Les Nations unies vont déployer dans les prochains jours une première équipe chargée de surveiller le cessez-le-feu entre le gouvernement de la République démocratique du Congo et le groupe rebelle AFC/M23, a annoncé lundi le ministère qatari des Affaires étrangères, à l’issue de pourparlers organisés à Doha.
Selon Doha, cette mission sera déployée à Uvira, ville stratégique de l’est du pays, brièvement occupée par l’AFC/M23 en décembre avant d’être reprise le mois dernier par les forces congolaises et leurs milices alliées, après le retrait annoncé des rebelles.
Cette annonce marque une avancée dans les discussions directes menées sous médiation qatarie entre Kinshasa et l’AFC/M23. Le mouvement rebelle a, en 2025, conquis une étendue de territoire sans précédent dans l’est du pays. En parallèle, les États-Unis accueillent des négociations distinctes entre la RDC et le Rwanda, accusé par l’ONU et plusieurs puissances occidentales de soutenir le M23, ce que Kigali dément.
Le ministère qatari a précisé que les deux parties s’étaient accordées sur les termes de référence détaillés du mécanisme de surveillance du cessez-le-feu, prévu par un accord conclu en octobre, et avaient réaffirmé leurs engagements dans le cadre plus large de l’accord de paix signé en novembre.
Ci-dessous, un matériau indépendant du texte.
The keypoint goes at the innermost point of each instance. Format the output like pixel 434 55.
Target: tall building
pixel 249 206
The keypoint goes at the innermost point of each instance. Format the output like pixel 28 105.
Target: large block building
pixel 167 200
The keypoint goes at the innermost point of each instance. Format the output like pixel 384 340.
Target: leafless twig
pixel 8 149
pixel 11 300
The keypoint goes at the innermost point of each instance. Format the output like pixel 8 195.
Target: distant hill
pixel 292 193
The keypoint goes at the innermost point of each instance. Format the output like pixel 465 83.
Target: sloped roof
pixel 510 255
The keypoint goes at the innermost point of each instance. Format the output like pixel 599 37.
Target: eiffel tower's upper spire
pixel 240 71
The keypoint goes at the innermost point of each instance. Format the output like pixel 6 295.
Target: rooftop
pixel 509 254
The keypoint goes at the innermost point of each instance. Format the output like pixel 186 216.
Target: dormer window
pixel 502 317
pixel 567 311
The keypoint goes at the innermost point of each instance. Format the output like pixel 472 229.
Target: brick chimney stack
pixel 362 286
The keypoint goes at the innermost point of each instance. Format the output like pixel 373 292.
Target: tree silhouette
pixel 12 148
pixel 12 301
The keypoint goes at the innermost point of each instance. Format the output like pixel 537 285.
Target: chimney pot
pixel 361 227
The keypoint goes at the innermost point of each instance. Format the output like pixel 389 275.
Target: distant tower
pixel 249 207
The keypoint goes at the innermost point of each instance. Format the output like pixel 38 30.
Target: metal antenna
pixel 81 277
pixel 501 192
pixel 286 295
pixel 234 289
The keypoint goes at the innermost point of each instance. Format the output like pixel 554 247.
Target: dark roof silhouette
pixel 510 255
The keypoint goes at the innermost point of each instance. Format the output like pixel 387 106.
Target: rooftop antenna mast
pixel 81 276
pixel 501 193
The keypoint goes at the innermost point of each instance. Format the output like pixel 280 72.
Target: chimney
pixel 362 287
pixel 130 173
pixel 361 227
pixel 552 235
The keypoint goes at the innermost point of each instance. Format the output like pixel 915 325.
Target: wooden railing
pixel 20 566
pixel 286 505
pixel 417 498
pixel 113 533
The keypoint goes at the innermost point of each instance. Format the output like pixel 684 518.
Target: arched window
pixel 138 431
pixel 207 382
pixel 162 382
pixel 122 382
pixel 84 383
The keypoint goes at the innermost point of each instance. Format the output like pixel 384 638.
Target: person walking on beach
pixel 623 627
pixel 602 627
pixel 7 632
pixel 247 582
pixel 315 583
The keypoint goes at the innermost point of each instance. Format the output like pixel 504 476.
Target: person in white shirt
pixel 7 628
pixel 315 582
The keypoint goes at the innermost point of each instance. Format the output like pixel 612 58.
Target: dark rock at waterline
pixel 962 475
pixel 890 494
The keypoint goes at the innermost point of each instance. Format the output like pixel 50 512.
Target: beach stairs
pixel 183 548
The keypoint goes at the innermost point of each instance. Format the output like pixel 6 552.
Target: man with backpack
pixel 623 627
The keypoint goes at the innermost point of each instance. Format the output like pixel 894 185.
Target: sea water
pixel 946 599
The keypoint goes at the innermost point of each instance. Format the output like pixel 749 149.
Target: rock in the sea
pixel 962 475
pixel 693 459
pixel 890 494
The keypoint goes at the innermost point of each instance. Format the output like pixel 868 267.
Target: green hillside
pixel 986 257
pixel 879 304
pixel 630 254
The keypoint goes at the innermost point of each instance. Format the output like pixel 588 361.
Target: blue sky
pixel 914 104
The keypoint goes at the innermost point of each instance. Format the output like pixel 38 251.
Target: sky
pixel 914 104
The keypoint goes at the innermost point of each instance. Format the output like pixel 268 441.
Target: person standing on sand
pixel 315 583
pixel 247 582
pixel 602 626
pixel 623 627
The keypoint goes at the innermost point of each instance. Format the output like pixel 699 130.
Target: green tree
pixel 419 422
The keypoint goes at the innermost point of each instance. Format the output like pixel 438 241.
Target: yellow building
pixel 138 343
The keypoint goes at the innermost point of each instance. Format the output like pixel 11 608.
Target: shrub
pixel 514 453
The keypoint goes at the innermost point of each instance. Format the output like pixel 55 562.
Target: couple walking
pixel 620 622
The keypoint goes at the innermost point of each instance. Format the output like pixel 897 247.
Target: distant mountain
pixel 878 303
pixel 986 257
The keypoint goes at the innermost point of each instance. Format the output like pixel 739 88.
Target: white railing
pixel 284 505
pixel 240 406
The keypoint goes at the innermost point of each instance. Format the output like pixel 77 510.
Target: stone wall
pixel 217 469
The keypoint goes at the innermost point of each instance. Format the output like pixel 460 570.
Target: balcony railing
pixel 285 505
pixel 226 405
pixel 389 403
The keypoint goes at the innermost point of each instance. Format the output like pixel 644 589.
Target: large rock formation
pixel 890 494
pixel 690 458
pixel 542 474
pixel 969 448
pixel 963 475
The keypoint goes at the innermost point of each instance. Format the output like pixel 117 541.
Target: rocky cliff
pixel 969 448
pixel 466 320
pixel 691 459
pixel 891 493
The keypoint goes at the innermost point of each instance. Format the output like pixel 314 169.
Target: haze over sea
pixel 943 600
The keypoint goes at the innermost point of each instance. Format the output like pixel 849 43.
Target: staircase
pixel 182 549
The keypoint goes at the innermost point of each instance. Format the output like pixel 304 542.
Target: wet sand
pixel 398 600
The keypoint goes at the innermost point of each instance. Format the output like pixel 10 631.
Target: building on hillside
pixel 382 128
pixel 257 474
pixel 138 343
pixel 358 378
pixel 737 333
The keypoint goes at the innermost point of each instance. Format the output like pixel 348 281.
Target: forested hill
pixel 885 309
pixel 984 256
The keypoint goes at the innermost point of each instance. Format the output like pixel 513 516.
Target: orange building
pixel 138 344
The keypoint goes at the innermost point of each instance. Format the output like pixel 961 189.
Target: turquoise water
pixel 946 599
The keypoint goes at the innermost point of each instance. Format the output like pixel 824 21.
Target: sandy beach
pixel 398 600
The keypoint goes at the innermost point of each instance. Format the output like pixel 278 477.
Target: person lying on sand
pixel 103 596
Cette initiative intervient toutefois dans un contexte sécuritaire encore instable. Des combats se poursuivent dans l’est du pays et, ce week-end, des drones chargés d’explosifs ont visé l’aéroport desservant la ville de Kisangani, selon les autorités congolaises. Si l’attaque était confirmée comme étant le fait de l’AFC/M23, il s’agirait de la frappe la plus occidentale jamais menée par le groupe depuis le début de son offensive contre le gouvernement de Kinshasa.